I’m not talking internal muscle/skeletal frictions, i’m talking about the person interacting with the bike, and the bike itself. You may not agree, you may have spoken to an engineer; but your assumption, and theirs is incorrect. I’ve done research in the bio-mechanics field, and I’m telling you that your interpretation of the system is incorrect. You can argue your point of view all you want, but it is still wrong. You can’t just ignore something because it suits your fancy, or makes things easier for you, it doesn’t work that way and leads to improper assumption involving the system in question. What you’re doing is creating a perpetual motion machine where the interaction of the leg with the bike is concerned. Although I wish it were true (and I’m sure that many others do as well), it simply isn’t.
I take it you have misunderstood what I have said. I am not creating a perpetual motion machine because my analysis requires constant energy input to keep the pedals going around (even with zero power out and zero bearing friction loss), the amount of that energy required depends upon the mass and anatomical arrangement of the legs and varies with the square of the cadence. This is probably the major reason that cycling efficiency tends to fall as the cadence gets above 60-80 or so. The energy math is what it is regardless of the bio-mechanics. It is a simple but somewhat tedious analysis. Do the math if you don’t understand.
It’s that bolded section where you are running into difficutlties. Talk to a civil/bio-mech engineer. I’m telling you that the system that you’ve created is wrong. I say talk to a civil, because they’ll just look at the dynamics involved, and be able to show you on paper where you are running afoul in the determination of your system. I can tell by what you’ve written, that you really don’t understand the forces involved, nor the relationship that force and energy have.

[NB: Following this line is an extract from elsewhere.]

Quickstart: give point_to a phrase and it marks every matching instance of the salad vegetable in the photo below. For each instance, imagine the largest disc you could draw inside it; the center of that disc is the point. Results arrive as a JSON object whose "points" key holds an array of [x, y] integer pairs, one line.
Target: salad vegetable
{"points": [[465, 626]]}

It’s not a big deal, but if you’re going to act like you know the physics involved in this determination, at least make the effort to truly know how the dynamics work. It will make life much easier for those who read what you say, and avoid cringing on the part of people who do know how this works.
Why don’t you just tell me where I am “running afoul”. The system being a person pedaling a bicycle. Legs go up and down, pedals go around and around, no requirement to provide any power to the wheel. If it requires no energy to keep the pedals going around then, if we can eliminate friction, we have a perpetual motion machine if the output power is zero. If it does require energy, why?, and where does it come from? I can tell by your criticism that you have never actually done the analysis yourself. Do it, then get back to me.
Edit, as an example of what I am talking about, take the chain off your bicycle and put the bicycle on a trainer. Then ride it for awhile at a cadence of 140 and tell me why your HR is going up.